Since different search engines may interpret robots.txt syntax differently, some clauses can be omitted. For example, if you enter several “User-agent” directives without an empty line break, all “User-agent” directives will be accepted correctly by Yandex, since Yandex selects records based on their presence in the “User-agent” line.

The robots should strictly indicate only what is needed and nothing superfluous. Don't think how to write everything in robots txt, what is possible and how to fill it. Ideal robots txt is the one with fewer lines but more meaning. "Brevity is the soul of wit". This expression comes in handy here.

How to check robots.txt

In order to check robots.txt To check the correctness of the syntax and structure of the file, you can use one of the online services.
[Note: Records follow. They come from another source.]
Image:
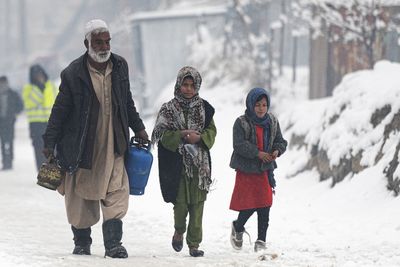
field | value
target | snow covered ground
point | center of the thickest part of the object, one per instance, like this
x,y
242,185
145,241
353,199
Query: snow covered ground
x,y
356,223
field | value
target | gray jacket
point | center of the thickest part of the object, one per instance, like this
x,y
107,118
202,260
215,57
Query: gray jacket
x,y
245,150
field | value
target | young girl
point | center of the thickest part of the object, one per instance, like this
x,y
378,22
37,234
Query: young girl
x,y
185,132
257,142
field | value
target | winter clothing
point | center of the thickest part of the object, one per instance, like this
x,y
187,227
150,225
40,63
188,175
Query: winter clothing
x,y
254,178
177,241
185,169
263,220
38,96
73,123
82,240
10,106
252,190
83,213
112,235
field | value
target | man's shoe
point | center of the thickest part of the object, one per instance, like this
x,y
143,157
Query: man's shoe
x,y
112,235
81,250
236,238
259,245
118,251
177,241
195,252
82,240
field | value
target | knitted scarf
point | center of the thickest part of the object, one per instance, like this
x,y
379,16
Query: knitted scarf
x,y
179,114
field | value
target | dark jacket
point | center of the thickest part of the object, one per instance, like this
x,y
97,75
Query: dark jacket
x,y
245,151
72,125
14,106
170,163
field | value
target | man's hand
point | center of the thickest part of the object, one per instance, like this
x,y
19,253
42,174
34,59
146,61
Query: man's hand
x,y
266,157
48,152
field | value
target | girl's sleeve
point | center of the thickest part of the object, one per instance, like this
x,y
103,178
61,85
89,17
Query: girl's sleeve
x,y
279,142
209,134
171,140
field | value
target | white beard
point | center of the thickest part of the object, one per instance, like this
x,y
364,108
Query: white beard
x,y
99,57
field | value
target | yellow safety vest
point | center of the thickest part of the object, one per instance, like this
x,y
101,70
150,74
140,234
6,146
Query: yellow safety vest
x,y
38,103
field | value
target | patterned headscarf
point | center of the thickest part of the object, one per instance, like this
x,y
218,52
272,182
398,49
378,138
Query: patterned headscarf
x,y
264,122
172,117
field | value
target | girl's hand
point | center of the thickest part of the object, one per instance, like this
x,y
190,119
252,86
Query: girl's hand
x,y
265,157
275,154
190,136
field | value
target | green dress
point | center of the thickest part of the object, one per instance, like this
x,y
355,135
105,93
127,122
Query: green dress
x,y
190,198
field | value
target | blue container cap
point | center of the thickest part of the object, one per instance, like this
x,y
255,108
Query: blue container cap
x,y
136,191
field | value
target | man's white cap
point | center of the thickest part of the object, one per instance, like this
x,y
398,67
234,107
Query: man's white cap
x,y
95,24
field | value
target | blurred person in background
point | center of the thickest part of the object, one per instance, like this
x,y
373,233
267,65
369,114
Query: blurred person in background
x,y
185,132
10,106
88,133
38,96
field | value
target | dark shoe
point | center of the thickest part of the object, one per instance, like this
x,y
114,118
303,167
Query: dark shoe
x,y
82,241
177,241
236,238
195,252
112,235
81,250
259,245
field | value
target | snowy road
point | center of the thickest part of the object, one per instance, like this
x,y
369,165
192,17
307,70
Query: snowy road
x,y
311,224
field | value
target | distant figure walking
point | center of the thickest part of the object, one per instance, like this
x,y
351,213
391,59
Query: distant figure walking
x,y
39,96
10,106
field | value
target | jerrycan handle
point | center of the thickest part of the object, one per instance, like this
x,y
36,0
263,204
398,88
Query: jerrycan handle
x,y
139,142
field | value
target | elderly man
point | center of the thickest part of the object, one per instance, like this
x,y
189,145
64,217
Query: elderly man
x,y
88,131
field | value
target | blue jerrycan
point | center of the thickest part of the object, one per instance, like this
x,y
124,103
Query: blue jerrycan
x,y
138,165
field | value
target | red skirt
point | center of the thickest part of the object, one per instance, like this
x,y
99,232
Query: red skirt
x,y
251,191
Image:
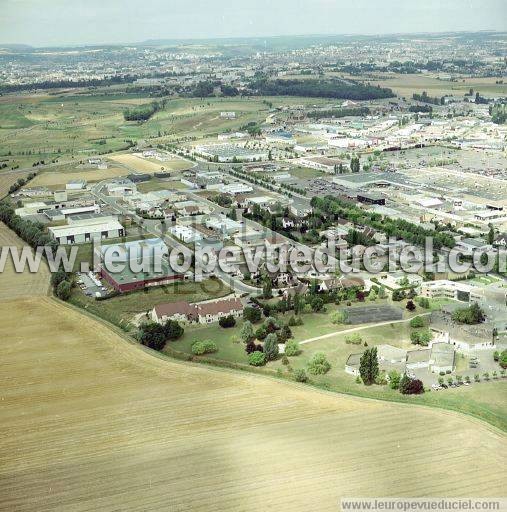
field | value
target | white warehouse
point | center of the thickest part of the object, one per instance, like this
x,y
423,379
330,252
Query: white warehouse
x,y
87,230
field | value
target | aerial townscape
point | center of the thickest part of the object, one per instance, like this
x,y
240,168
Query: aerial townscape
x,y
252,273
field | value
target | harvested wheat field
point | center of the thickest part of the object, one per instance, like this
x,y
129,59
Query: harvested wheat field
x,y
139,164
15,285
90,422
60,178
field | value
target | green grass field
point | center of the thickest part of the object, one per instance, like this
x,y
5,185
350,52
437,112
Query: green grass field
x,y
74,126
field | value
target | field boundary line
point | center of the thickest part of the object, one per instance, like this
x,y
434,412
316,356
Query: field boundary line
x,y
215,365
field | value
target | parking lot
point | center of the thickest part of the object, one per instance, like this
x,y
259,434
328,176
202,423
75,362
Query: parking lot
x,y
90,287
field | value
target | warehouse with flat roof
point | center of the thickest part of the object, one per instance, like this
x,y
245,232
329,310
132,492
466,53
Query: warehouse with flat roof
x,y
83,232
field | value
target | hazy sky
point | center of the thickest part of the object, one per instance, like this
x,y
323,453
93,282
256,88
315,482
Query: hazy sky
x,y
53,22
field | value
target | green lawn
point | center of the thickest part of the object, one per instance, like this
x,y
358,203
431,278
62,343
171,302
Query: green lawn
x,y
305,173
157,184
484,400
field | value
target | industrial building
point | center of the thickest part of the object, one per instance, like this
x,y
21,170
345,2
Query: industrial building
x,y
137,265
87,230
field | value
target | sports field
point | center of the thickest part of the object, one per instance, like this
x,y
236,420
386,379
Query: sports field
x,y
91,422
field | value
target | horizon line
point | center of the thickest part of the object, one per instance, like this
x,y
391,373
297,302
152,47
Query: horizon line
x,y
162,40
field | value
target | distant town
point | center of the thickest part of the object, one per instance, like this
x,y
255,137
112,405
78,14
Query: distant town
x,y
199,166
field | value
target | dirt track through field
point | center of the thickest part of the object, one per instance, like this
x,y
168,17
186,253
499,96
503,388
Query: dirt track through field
x,y
90,422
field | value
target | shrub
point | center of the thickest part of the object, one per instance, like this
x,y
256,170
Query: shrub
x,y
173,330
284,334
252,314
417,321
63,290
250,347
368,366
503,359
300,376
204,347
292,348
339,316
353,339
271,324
411,305
318,364
246,333
410,386
57,278
257,359
271,347
394,379
261,332
421,337
424,302
381,379
152,335
227,321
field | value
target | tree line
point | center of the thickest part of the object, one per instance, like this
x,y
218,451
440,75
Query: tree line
x,y
399,228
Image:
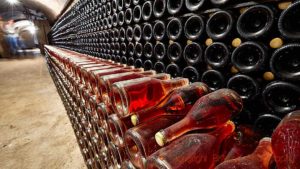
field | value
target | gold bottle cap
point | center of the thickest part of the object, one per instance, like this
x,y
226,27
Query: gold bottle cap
x,y
236,42
268,76
234,70
134,120
242,10
208,41
284,5
189,42
160,139
209,67
276,43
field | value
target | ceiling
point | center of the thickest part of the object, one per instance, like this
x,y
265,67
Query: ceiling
x,y
48,8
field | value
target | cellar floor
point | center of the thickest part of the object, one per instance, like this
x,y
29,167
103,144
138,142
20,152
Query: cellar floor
x,y
35,131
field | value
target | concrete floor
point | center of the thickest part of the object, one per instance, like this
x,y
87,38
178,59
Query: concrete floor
x,y
35,131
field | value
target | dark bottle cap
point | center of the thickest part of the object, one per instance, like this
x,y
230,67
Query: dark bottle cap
x,y
265,124
255,22
214,79
245,86
217,55
282,97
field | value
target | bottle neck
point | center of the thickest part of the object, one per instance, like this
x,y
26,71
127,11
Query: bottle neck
x,y
175,83
264,151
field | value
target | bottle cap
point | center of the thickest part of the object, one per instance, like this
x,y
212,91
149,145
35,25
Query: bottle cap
x,y
188,42
276,43
242,10
236,42
208,42
160,139
284,5
134,120
234,70
268,76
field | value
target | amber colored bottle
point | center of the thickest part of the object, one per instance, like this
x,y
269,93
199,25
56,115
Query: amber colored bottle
x,y
95,75
245,143
133,95
286,142
140,141
117,128
106,82
192,151
209,111
179,101
259,159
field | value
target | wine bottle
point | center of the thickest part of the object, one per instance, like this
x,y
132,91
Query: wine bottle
x,y
159,8
247,87
266,124
192,5
174,70
159,51
220,25
130,49
281,97
148,65
174,28
128,16
259,159
175,6
124,60
194,27
128,3
284,64
210,111
214,79
193,53
129,34
159,29
117,128
287,24
137,33
178,102
218,3
147,31
217,55
140,141
122,34
130,61
159,67
147,10
148,50
256,22
105,82
134,95
249,57
138,63
121,18
120,4
285,141
246,142
137,13
191,73
192,151
174,52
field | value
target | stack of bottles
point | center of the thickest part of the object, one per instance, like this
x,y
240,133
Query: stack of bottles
x,y
127,117
248,46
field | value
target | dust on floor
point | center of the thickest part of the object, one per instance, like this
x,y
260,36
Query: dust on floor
x,y
35,131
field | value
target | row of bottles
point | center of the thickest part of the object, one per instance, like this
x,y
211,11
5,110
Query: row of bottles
x,y
249,47
126,117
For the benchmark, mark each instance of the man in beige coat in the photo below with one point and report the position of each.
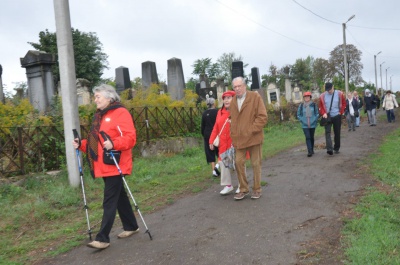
(248, 118)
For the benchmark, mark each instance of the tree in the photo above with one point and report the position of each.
(301, 72)
(322, 71)
(353, 60)
(205, 66)
(90, 60)
(225, 64)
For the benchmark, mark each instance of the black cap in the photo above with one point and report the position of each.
(328, 86)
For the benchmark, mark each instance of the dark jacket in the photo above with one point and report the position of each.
(354, 102)
(370, 102)
(207, 122)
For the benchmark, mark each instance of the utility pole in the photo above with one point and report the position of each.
(68, 85)
(346, 74)
(376, 78)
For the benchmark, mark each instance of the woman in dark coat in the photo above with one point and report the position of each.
(207, 123)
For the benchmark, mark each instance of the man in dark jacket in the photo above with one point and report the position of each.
(371, 102)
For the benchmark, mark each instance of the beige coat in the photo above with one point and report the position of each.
(389, 102)
(247, 125)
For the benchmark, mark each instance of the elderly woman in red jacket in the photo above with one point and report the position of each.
(115, 120)
(222, 128)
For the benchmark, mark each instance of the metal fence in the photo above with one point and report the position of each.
(36, 149)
For example, Yandex and Google offer their own services for webmasters, which include robots.txt analysis:

Checking the robots.txt file in Yandex.Webmaster: http://webmaster.yandex.ru/robots.xml

In order to check robots.txt online necessary upload robots.txt to the site in the root directory. Otherwise, the service may report that failed to load robots.txt. It is recommended to first check robots.txt for availability at the address where the file is located, for example: your_site.ru/robots.txt.

In addition to verification services from Yandex and Google, there are many other online robots.txt validators.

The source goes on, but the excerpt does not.